He says if all institutions were required to pay more, city residents could see untold benefits. “We could have affordable housing that’s produced in this city. We could have a universal basic income that supports that the folks that are on the corners cleaning windshields. We could have universal healthcare in this city,” he said at a press conference. “We could have affordable water, too,” he added in an interview with the Real News.
Brown says the water affordability legislation could have been stronger. “The Water for All program should be automatically applied for entire [low-income] neighborhoods. People shouldn’t have to sign up,” he said. “But we definitely should be looking for ways to make taxes and the general fund and the spending we do in this city more equitable.
Though advocates were delighted that the bill advanced, recent news cast a long shadow over the hearing: Longtime DPW spokesman Jeffery Raymond passed away on Sunday. “The entire Department of Public Works extends our sincere and heartfelt condolences to Mr. Raymond’s family,” Director Chow said in a statement.
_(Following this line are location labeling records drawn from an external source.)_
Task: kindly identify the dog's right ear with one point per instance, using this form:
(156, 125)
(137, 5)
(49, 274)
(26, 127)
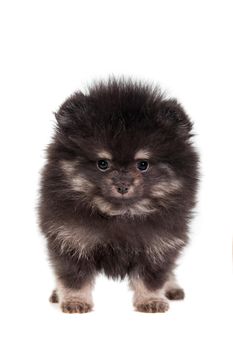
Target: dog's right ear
(70, 110)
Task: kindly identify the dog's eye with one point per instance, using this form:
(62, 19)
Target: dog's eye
(143, 165)
(103, 164)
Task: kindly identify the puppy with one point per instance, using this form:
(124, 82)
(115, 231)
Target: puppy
(117, 193)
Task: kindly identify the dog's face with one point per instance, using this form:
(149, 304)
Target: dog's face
(121, 166)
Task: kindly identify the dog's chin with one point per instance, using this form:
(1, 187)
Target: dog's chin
(114, 206)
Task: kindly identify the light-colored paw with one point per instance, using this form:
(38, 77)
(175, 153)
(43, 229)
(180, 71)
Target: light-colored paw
(175, 294)
(72, 307)
(54, 297)
(152, 306)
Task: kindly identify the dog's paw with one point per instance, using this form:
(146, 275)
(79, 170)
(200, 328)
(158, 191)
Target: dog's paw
(175, 294)
(152, 306)
(78, 307)
(54, 297)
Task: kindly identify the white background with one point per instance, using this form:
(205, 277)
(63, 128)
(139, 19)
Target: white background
(48, 50)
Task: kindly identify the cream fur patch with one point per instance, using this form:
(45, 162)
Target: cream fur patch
(161, 246)
(83, 294)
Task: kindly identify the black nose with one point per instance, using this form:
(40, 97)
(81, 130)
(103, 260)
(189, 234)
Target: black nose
(122, 189)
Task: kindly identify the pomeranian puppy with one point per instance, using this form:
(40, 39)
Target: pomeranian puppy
(117, 193)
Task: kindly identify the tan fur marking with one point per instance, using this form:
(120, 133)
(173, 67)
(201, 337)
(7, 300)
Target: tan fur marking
(141, 208)
(76, 240)
(142, 154)
(163, 188)
(75, 300)
(103, 154)
(160, 246)
(145, 300)
(78, 182)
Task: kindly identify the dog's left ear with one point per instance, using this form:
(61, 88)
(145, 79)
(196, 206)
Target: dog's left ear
(71, 110)
(172, 114)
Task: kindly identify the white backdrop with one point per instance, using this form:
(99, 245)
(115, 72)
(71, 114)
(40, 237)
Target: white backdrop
(48, 50)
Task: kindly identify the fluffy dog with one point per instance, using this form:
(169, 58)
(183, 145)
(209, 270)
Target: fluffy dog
(117, 193)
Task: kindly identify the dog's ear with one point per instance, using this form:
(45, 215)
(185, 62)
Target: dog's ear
(70, 110)
(172, 114)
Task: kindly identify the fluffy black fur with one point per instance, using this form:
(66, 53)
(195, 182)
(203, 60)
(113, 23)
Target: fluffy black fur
(88, 225)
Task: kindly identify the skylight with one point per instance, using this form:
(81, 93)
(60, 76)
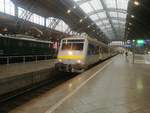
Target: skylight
(107, 14)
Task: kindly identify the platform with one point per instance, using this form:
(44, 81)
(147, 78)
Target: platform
(21, 68)
(114, 86)
(16, 76)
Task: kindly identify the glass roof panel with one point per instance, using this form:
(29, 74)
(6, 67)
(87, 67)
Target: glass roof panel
(110, 15)
(122, 4)
(96, 4)
(110, 3)
(113, 14)
(86, 7)
(94, 17)
(102, 15)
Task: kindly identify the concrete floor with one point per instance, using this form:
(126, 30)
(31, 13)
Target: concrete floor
(11, 70)
(116, 87)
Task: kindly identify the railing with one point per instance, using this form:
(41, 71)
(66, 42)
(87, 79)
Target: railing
(24, 59)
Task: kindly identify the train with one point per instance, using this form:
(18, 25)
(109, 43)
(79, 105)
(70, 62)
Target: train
(23, 45)
(77, 53)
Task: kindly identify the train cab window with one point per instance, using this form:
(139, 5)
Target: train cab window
(66, 46)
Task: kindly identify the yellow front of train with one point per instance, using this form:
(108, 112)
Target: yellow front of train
(71, 55)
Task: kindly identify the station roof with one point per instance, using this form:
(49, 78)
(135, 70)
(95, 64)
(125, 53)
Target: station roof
(101, 19)
(109, 15)
(138, 20)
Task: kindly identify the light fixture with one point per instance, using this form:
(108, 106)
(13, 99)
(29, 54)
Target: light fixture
(81, 20)
(74, 7)
(132, 16)
(85, 17)
(89, 26)
(68, 11)
(136, 3)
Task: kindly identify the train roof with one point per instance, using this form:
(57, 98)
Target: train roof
(24, 37)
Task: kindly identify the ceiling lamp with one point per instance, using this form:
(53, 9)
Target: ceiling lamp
(136, 3)
(132, 16)
(81, 20)
(68, 11)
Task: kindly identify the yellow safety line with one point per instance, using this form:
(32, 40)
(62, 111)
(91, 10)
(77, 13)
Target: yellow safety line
(70, 57)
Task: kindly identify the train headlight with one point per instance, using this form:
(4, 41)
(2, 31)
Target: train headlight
(60, 60)
(79, 61)
(70, 52)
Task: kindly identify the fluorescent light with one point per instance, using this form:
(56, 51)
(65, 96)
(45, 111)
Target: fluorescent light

Councilwoman Mary Pat Clarke (D-14) read DPW’s statement at the hearing. “The department is mourning, as is the entire city,” she said.
But despite the sad news of Raymond’s passing, as well as the recent losses of Michigan representative John Conyers, Maryland representative Elijah Cummings, and Former Baltimore Mayor Thomas D’Alesandro, Middleton said supporters should remember to celebrate the bill advancing.
“It’s going to be a bright day in Baltimore,” said Councilwoman Middleton.